Tate to Rousey: 'Come here my pretty'

Miesha Tate. (Judy Eddy/WENN.com

Miesha Tate. (Judy Eddy/WENN.com

NEIL SPRINGER, Special to QMI Agency

, Last Updated: 5:36 PM ET

Strikeforce women’s bantamweight champion Miesha Tate plans on making Ronda Rousey eat her words.

“I definitely have a lot of fuel going into this fight,” Tate said on a recent conference call. “She’s pissed me off in a lot of ways and I’ve taken a lot of what she’s said very personally. I’ve kind of settled into being a fighter and I think this is something I needed, someone to get under my skin a little bit and really irritate me to bring out my full potential as a fighter.

“I’m going to turn this into a fight and make it dirty. I’m going to hurt her and try to knock her out or submit her.

“She’s way more talk than anything else. I’m not intimidated by all the trash-talking and I’m definitely not buying into it at all.”

The two will clash in the main event of Strikeforce: Tate vs. Rousey in Columbus, Ohio, on Saturday. The card, which airs in Canada on the Super Channel, also features a lightweight contenders bout between Josh Thomson and K.J. Noons.

A bronze medallist in judo at the 2008 Olympics, Rousey’s four professional bouts have each lasted less than one minute and were won via armbar. Even her three amateur fights ended under the exact same circumstances. In total, Rousey’s only competed in MMA for four minutes and two seconds.

Though her accomplishments speak for themselves, her mouth likely played the biggest role in securing a title shot. Prior to the fight being signed, Rousey grabbed headlines by unloading a torrent of trash talk and lobbying for a crack at Tate’s belt.

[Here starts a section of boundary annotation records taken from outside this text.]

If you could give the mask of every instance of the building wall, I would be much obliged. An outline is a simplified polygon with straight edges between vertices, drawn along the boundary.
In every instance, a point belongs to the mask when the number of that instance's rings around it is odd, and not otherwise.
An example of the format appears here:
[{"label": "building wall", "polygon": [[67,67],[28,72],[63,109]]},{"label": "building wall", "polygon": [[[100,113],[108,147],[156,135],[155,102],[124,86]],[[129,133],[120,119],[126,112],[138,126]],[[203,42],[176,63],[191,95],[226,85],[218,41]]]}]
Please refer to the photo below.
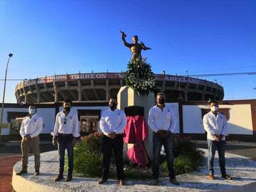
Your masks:
[{"label": "building wall", "polygon": [[[206,139],[203,126],[203,112],[202,111],[203,109],[205,111],[209,111],[209,103],[206,101],[181,102],[179,101],[167,103],[167,105],[170,105],[175,112],[177,121],[177,127],[175,133],[192,135],[193,139]],[[219,110],[225,109],[226,111],[225,114],[227,119],[229,139],[256,142],[256,100],[221,101],[219,102]],[[29,105],[5,104],[4,106],[2,122],[11,124],[10,118],[8,117],[10,112],[21,112],[26,114]],[[44,123],[40,139],[42,140],[51,139],[50,134],[54,127],[56,114],[63,110],[62,103],[37,104],[37,113],[42,116]],[[76,112],[78,110],[98,110],[100,111],[101,114],[108,108],[107,103],[75,103],[73,106],[73,110]],[[99,131],[98,124],[98,130]],[[16,134],[6,135],[7,132],[6,129],[2,131],[2,141],[21,139],[18,132]]]}]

Even though she has never competed at 135 pounds in her MMA career, her hard work paid off.

“I knew the day I started I could win the title and the quicker the better,” Rousey said. “If giving a couple more entertaining interviews than some of the other girls helps me out, then I’m going to do that.

“I kind of created this rivalry on purpose because I have enough friends. What I really could use is a few enemies. I think the result of how much attention this fight is getting has proven me right.”

It’s hard to argue with Rousey on that point.

Women’s MMA hasn’t received this much attention since Gina Carano fought Cristiane (Cyborg) Santos more than two years ago. Even UFC president Dana White, who hasn’t exactly been the biggest supporter of women’s MMA in the past, recently admitted to being excited about this scrap.

Tate said the hype is a positive thing for women’s MMA, but doesn’t feel Rousey has earned her shot at the title.

“At 4-0 I don’t think she’s as deserving as some other people,” Tate said. “That doesn’t mean her skill set is not great and maybe she’s not going to be the next greatest fighter or whatever, but I don’t feel that she has earned this title fight. I don’t think she’s earned it at 4-0 and having never fought at 135 pounds.

“But it’s an entertainment business and this is a fight the fans want to see. From that aspect, I can understand why (Strikeforce) would want to put it together and why it’s being so promoted and getting so much attention.”

It also goes without saying that sex appeal has also played a role in hyping the fight. UFC commentator Joe Rogan even referred to it as the “hottest” title bout in MMA history.

Neither fighter sees this in a negative light, but admit it’s up to them to give fans a fight, not a beauty contest.

“It’s great that we both bring that element to it because it’s something different,” Tate said. “I think it’s good for us and that we both embrace being beautiful, empowered, strong women. I don’t think there’s anything wrong with that.

“The most important thing is that we deliver inside the cage and that we show first and foremost we are fighters. That’s why we’re here. We’re also women and beautiful outside the cage. It’s perfectly fine to have both.”

Though she has the opportunity to advance women’s MMA, Rousey also hopes to prove that judo is a strong background for the sport.

“Judo is a great grappling art for MMA,” Rousey said. “It’s one of the best for clinching. In the clinch it’s the best way to take somebody down. It’s also the only art that emphasizes transitions — going from a throw straight into a submission right away. I think it’s been under-appreciated.

“One of my goals when I started MMA was not just to push women’s MMA, but also to promote judo. Judo has been kind of going downhill the past few decades.”

Tate said Rousey’s high-level judo experience will actually be her downfall.

“When you’ve been training one specific art for so long that becomes your habit and your first nature,” Tate said. “When she gets in the cage, she has a lot of bad habits that come from judo that are going to be hard for her to break because they’re instinctual — it’s called muscle memory. She’s trained it that way so many times, but it doesn’t work that well for MMA.

“Ronda is not a fighter. She has not fought a single fight yet. She’s gone out there, judo-thrown people and arm-barred them. She’s thrown maybe five punches in her whole entire fight career. It’s going to be a game changer when she finally eats some leather this time.”